The mirroring that is required for your purpose must be a synchronous mirroring.
This kind of replication strategy is generally achieved via mechanism implying ACID transactions. It always implies a certain latency when doing an operation on any of the machine.
Typically, this would work somewhat like this (simplified):
- Machine A performs an operation that requires update of the map.
- Machine A sets a lock on its map
- Machine A ask B to set a lock on its map
- Machine A updates its map
- Machine A informs B of the required update
- Machine B updates its map
- Machine B informs A that it finished and releases the lock
- Machine A releases the lock.
This approach is decentralized. No master. But this way of proceeding is very very heavy if there are many writes on both machines: your map will quickly become a bottleneck. And it is utterly complex: you have to address everything that can go wrong, for example, on of the node that would crash while he locked the table.
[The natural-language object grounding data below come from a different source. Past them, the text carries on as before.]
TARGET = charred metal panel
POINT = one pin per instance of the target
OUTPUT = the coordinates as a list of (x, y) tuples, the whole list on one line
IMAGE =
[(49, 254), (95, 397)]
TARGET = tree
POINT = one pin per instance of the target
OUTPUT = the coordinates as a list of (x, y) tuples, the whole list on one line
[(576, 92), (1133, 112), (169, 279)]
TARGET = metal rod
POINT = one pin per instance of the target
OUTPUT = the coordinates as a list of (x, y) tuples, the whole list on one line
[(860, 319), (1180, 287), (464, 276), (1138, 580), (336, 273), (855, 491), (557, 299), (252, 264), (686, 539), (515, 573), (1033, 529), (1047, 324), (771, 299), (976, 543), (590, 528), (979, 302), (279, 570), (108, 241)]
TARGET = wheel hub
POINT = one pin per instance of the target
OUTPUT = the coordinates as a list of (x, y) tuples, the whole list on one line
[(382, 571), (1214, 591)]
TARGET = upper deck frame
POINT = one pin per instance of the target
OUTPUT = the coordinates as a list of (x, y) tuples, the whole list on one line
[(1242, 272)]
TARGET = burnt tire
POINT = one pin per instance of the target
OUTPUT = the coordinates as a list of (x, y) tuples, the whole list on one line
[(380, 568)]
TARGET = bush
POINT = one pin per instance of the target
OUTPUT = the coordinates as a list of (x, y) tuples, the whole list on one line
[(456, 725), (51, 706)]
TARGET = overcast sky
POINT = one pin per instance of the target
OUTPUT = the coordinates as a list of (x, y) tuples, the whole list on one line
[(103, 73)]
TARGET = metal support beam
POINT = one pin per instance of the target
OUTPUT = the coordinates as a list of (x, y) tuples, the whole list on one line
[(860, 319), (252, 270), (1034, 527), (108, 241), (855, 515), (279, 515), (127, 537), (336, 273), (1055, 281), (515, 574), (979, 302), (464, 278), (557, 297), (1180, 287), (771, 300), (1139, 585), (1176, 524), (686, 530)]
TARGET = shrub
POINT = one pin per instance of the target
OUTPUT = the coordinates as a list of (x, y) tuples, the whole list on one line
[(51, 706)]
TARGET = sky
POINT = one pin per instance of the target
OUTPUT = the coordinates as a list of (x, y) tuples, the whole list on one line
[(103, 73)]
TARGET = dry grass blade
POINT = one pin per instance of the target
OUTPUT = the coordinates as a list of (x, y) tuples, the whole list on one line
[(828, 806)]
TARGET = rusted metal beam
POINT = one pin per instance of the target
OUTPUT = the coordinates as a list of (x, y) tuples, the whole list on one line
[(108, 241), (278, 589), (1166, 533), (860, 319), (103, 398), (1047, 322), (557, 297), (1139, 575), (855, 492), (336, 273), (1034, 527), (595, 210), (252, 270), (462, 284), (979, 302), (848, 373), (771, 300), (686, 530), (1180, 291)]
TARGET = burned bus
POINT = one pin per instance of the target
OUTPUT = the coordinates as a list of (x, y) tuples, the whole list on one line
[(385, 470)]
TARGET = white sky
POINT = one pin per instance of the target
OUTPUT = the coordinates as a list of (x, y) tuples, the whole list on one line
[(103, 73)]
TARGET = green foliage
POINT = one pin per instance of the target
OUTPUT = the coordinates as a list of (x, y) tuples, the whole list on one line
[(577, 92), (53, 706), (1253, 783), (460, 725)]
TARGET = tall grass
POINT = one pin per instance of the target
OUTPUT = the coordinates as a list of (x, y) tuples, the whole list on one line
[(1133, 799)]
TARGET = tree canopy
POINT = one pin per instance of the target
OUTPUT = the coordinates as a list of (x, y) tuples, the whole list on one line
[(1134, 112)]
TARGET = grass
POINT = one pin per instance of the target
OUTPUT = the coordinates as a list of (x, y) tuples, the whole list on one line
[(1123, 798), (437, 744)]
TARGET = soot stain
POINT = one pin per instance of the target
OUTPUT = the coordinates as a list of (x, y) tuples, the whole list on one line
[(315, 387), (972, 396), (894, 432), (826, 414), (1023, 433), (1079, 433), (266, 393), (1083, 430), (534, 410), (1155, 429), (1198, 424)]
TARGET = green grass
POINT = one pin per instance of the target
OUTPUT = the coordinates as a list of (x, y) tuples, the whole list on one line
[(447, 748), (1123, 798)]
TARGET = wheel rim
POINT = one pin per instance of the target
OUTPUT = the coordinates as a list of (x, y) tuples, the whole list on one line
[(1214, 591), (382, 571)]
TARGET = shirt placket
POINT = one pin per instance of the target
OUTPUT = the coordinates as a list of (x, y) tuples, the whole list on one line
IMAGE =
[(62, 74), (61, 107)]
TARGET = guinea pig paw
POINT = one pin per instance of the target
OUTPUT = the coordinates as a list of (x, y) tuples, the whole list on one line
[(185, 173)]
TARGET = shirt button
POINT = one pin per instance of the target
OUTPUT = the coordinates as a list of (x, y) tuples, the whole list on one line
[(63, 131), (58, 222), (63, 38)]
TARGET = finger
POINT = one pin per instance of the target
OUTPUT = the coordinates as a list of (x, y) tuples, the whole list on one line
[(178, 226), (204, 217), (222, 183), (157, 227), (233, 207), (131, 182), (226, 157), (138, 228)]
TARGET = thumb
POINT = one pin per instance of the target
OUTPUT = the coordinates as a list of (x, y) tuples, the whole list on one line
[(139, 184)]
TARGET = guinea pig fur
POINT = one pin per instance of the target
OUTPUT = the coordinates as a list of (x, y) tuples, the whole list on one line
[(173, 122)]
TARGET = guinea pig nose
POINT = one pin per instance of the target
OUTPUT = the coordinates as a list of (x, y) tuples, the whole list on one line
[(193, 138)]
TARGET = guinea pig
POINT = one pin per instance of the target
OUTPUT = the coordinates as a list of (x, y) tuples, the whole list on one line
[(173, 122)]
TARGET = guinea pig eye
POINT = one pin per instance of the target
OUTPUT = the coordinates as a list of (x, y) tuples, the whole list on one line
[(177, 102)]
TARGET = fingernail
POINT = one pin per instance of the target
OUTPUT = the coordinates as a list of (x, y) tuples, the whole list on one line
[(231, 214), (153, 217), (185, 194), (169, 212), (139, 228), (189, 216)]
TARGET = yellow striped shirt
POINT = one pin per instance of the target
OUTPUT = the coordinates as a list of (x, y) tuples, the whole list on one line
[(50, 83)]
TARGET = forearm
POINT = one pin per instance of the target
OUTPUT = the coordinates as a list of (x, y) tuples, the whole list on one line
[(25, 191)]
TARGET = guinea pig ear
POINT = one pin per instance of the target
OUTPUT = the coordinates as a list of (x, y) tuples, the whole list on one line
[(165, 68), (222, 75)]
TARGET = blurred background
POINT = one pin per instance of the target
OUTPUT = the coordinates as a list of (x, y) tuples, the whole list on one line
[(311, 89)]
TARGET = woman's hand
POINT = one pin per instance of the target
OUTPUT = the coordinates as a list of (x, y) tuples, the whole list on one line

Another approach could be to make one machine the master for this table and replicate the changes to the other. Doing so replaces the locking mechanism, and increases the fault tolerance against every machine but the master. In terms of performance, you'll have the same drawbacks that the initial approach.
You can overcome these replication issues by adopting a partitioning strategy (every machine is responsible for some part of the data, to be defined if horizontal or vertical partitioning).
Another approach, even more scalable is to have asynchronous synchronisation: every database is independent, and from time to time they syncrhonize. This can work together very efficiently if used in combination with horizontal partitionning.